The turnaround: How Nerd Fitness overcame its plateau

In marriage, they call it the “seven-year itch”: the moment when two people have been married for so long the familiarity becomes a detriment, blinding them to some of the reasons they fell in love in the first place.

In business, we just call it “getting stuck.” It’s when your business plateaus and a founder sees signs of stagnation, even decline. It’s an advanced entrepreneur’s problem, which makes it all that harder to solve. And that’s where Nerd Fitness founder Steve Kamb found himself 18 months ago.

The popular blog and online community dedicated to helping self-described nerds get in shape was doing all the “right” things. Seven years into his business, Kamb had hired a team. He was working on a portfolio of projects. And yet… he was more stressed than ever and the numbers weren’t moving. And worse, he didn’t know why.

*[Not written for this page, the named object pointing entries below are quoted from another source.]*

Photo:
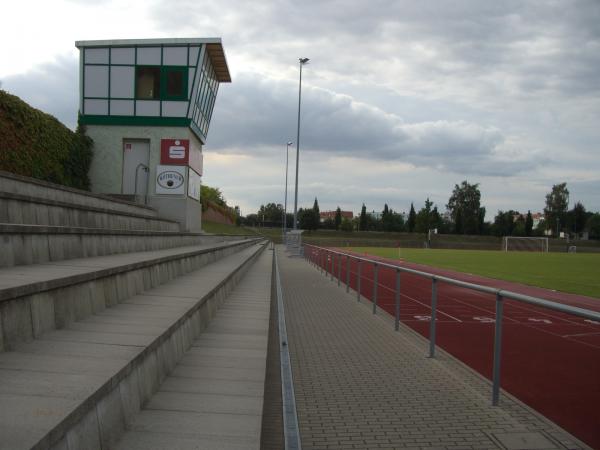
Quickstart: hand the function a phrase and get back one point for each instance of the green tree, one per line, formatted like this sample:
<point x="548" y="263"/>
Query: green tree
<point x="412" y="219"/>
<point x="465" y="204"/>
<point x="577" y="217"/>
<point x="423" y="220"/>
<point x="338" y="218"/>
<point x="504" y="223"/>
<point x="555" y="211"/>
<point x="593" y="226"/>
<point x="362" y="225"/>
<point x="270" y="215"/>
<point x="528" y="224"/>
<point x="316" y="215"/>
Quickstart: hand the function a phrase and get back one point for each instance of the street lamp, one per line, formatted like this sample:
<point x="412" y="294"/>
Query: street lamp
<point x="302" y="61"/>
<point x="287" y="151"/>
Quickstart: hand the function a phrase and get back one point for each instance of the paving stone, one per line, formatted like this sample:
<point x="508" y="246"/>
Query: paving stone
<point x="360" y="384"/>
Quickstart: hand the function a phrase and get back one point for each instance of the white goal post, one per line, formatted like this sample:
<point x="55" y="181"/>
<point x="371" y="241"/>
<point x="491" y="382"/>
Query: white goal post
<point x="525" y="244"/>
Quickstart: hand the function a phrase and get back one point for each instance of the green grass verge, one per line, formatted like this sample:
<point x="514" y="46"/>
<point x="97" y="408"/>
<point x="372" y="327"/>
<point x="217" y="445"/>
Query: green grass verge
<point x="221" y="228"/>
<point x="577" y="273"/>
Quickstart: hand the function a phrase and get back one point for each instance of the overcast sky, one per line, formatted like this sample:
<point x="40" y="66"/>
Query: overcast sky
<point x="401" y="100"/>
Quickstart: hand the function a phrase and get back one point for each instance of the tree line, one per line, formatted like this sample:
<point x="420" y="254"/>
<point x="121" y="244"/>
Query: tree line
<point x="464" y="214"/>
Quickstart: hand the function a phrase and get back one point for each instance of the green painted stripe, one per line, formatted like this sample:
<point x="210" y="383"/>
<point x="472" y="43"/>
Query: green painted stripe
<point x="138" y="120"/>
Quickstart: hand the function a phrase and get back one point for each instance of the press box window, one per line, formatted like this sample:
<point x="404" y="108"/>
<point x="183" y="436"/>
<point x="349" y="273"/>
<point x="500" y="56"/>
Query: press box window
<point x="147" y="83"/>
<point x="175" y="83"/>
<point x="156" y="83"/>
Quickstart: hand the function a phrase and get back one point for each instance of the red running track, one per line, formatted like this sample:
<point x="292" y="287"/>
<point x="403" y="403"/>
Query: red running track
<point x="550" y="360"/>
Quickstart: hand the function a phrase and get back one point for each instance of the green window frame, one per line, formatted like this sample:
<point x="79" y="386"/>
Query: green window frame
<point x="165" y="83"/>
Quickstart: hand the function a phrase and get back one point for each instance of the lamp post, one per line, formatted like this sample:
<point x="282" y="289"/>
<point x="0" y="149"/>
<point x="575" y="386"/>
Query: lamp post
<point x="302" y="61"/>
<point x="287" y="152"/>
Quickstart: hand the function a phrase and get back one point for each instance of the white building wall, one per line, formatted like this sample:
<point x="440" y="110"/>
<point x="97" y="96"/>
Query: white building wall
<point x="106" y="171"/>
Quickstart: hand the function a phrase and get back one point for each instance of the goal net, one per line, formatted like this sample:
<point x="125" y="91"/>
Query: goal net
<point x="524" y="244"/>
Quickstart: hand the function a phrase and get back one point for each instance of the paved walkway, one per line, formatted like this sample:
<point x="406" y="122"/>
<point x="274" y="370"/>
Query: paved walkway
<point x="360" y="384"/>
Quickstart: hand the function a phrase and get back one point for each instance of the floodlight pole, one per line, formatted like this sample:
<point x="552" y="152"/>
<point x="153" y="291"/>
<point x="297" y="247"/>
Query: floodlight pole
<point x="302" y="61"/>
<point x="287" y="152"/>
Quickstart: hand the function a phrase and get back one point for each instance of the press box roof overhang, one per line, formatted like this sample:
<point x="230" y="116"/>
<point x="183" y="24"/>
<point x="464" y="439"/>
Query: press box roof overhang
<point x="151" y="82"/>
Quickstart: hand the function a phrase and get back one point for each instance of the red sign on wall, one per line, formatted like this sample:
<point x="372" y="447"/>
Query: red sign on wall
<point x="175" y="151"/>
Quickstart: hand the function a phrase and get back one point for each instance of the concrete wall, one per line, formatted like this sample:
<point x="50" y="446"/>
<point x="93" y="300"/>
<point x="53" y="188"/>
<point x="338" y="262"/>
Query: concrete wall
<point x="212" y="215"/>
<point x="106" y="172"/>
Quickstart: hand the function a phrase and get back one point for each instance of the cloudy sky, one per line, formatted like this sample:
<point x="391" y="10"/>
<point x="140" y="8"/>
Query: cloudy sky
<point x="401" y="100"/>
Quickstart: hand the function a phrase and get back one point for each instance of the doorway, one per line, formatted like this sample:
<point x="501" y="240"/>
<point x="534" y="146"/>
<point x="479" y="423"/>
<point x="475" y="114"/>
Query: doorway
<point x="136" y="157"/>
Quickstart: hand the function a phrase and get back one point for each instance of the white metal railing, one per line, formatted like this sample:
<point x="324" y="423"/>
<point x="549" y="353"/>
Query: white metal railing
<point x="321" y="256"/>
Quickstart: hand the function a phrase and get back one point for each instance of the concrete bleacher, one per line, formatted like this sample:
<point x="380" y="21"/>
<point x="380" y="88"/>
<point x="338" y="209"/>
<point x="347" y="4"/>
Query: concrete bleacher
<point x="99" y="300"/>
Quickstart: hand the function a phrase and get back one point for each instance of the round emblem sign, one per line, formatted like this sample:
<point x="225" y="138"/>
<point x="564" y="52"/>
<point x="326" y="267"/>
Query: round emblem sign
<point x="170" y="179"/>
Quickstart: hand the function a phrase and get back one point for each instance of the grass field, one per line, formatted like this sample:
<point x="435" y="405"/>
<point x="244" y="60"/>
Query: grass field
<point x="565" y="272"/>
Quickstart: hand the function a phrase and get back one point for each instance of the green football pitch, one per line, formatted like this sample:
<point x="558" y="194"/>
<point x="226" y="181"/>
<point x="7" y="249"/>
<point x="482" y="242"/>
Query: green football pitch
<point x="577" y="273"/>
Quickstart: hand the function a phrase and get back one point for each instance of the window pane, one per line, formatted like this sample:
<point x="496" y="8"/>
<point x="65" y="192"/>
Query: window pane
<point x="175" y="83"/>
<point x="147" y="83"/>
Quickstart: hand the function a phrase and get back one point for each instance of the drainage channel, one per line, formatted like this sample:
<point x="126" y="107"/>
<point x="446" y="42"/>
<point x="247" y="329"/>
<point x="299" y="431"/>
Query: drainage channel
<point x="290" y="418"/>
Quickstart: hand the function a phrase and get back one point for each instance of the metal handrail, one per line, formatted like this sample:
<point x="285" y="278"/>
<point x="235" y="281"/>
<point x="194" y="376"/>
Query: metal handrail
<point x="500" y="294"/>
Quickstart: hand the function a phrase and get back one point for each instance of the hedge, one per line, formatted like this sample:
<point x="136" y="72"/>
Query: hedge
<point x="36" y="144"/>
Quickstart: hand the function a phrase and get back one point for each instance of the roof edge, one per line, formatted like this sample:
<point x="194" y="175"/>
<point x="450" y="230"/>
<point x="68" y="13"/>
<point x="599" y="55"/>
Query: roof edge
<point x="149" y="42"/>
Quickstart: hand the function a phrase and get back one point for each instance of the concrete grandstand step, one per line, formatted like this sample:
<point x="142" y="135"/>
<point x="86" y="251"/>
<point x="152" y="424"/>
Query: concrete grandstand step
<point x="31" y="187"/>
<point x="35" y="244"/>
<point x="38" y="298"/>
<point x="18" y="208"/>
<point x="81" y="386"/>
<point x="214" y="396"/>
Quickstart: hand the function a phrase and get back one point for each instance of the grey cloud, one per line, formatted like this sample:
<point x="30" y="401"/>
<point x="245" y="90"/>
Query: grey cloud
<point x="259" y="114"/>
<point x="52" y="87"/>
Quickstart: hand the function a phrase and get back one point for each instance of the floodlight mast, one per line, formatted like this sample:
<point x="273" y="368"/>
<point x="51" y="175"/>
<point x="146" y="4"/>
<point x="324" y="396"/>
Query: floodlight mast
<point x="302" y="61"/>
<point x="287" y="151"/>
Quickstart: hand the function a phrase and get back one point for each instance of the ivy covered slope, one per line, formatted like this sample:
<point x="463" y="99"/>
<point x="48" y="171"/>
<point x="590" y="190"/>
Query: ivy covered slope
<point x="36" y="144"/>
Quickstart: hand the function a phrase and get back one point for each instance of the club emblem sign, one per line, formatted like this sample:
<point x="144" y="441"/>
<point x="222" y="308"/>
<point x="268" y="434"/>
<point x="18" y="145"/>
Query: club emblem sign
<point x="170" y="180"/>
<point x="174" y="151"/>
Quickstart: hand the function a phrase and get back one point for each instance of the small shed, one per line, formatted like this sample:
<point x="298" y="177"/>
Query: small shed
<point x="147" y="104"/>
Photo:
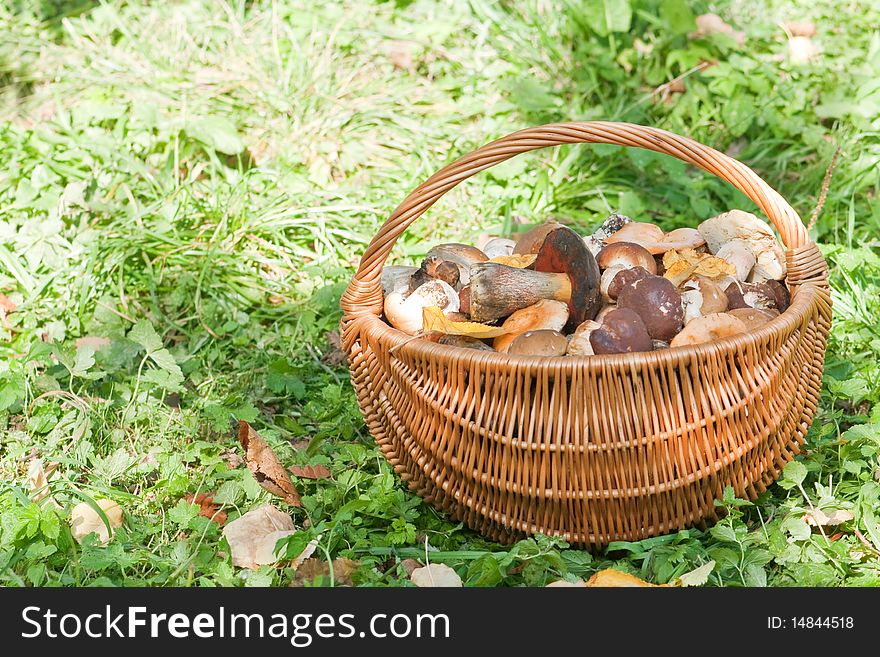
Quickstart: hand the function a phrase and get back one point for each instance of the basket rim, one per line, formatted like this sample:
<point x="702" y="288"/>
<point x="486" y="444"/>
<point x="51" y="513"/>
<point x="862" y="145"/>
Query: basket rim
<point x="797" y="314"/>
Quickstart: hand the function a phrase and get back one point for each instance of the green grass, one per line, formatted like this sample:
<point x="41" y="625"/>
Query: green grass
<point x="216" y="169"/>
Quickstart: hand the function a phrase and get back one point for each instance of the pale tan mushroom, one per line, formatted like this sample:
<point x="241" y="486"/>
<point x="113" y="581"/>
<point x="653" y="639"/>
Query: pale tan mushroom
<point x="545" y="314"/>
<point x="405" y="313"/>
<point x="708" y="328"/>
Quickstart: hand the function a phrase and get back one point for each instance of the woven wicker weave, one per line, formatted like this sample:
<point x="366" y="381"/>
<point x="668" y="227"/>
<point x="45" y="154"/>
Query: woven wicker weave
<point x="592" y="448"/>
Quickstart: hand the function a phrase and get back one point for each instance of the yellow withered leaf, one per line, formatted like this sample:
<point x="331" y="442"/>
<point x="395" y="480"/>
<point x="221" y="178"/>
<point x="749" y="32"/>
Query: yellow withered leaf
<point x="433" y="319"/>
<point x="681" y="265"/>
<point x="518" y="260"/>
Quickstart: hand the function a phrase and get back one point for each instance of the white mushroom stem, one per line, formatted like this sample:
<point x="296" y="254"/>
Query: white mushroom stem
<point x="740" y="255"/>
<point x="405" y="313"/>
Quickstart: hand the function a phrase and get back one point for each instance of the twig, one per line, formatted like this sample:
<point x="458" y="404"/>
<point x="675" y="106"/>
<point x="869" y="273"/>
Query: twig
<point x="865" y="541"/>
<point x="825" y="184"/>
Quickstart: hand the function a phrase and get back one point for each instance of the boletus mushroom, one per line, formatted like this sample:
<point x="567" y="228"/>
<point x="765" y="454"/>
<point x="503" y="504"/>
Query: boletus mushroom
<point x="709" y="328"/>
<point x="626" y="255"/>
<point x="405" y="312"/>
<point x="579" y="341"/>
<point x="655" y="240"/>
<point x="545" y="314"/>
<point x="657" y="302"/>
<point x="543" y="342"/>
<point x="498" y="246"/>
<point x="564" y="270"/>
<point x="622" y="331"/>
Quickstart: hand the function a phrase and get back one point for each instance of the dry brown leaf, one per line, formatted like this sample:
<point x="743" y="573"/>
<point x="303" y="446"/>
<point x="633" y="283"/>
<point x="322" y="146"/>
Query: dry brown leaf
<point x="565" y="584"/>
<point x="435" y="575"/>
<point x="310" y="471"/>
<point x="433" y="319"/>
<point x="518" y="260"/>
<point x="311" y="569"/>
<point x="615" y="578"/>
<point x="253" y="536"/>
<point x="265" y="466"/>
<point x="84" y="520"/>
<point x="96" y="342"/>
<point x="818" y="518"/>
<point x="207" y="508"/>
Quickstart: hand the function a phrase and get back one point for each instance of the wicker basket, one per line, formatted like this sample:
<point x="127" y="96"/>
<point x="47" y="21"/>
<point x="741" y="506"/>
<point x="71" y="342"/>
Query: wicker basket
<point x="596" y="448"/>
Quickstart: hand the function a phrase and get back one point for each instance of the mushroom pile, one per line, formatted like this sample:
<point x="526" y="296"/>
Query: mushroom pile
<point x="627" y="287"/>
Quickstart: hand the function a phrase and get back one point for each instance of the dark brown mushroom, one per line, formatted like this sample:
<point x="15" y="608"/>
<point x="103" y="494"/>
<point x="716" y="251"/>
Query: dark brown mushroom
<point x="657" y="302"/>
<point x="531" y="240"/>
<point x="543" y="342"/>
<point x="623" y="331"/>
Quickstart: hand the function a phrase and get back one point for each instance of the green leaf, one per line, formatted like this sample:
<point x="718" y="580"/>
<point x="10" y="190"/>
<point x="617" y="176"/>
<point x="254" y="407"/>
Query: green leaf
<point x="677" y="16"/>
<point x="606" y="16"/>
<point x="218" y="133"/>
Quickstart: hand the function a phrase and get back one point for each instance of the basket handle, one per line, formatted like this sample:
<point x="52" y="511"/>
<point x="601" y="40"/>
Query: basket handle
<point x="364" y="293"/>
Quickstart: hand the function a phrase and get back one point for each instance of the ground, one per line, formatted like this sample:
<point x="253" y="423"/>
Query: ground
<point x="187" y="188"/>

Kamb found himself avoiding the hard questions. “Imagine knowing you have to go to the dentist but you don’t want to go, because you know you have a cavity,” he said. “You don’t want to go because that would mean admitting you have a cavity. That was me.”

What happens when you can’t “growth hack” your way out of the problem? What then?

We sat down with Kamb to break down how he fought his way out of the plateau and is back to a growing business (including tripling his opt-ins), thriving community, and way fewer sleepless nights.

Interview edited for length and clarity.

How would you describe the growth of Nerd Fitness into last year?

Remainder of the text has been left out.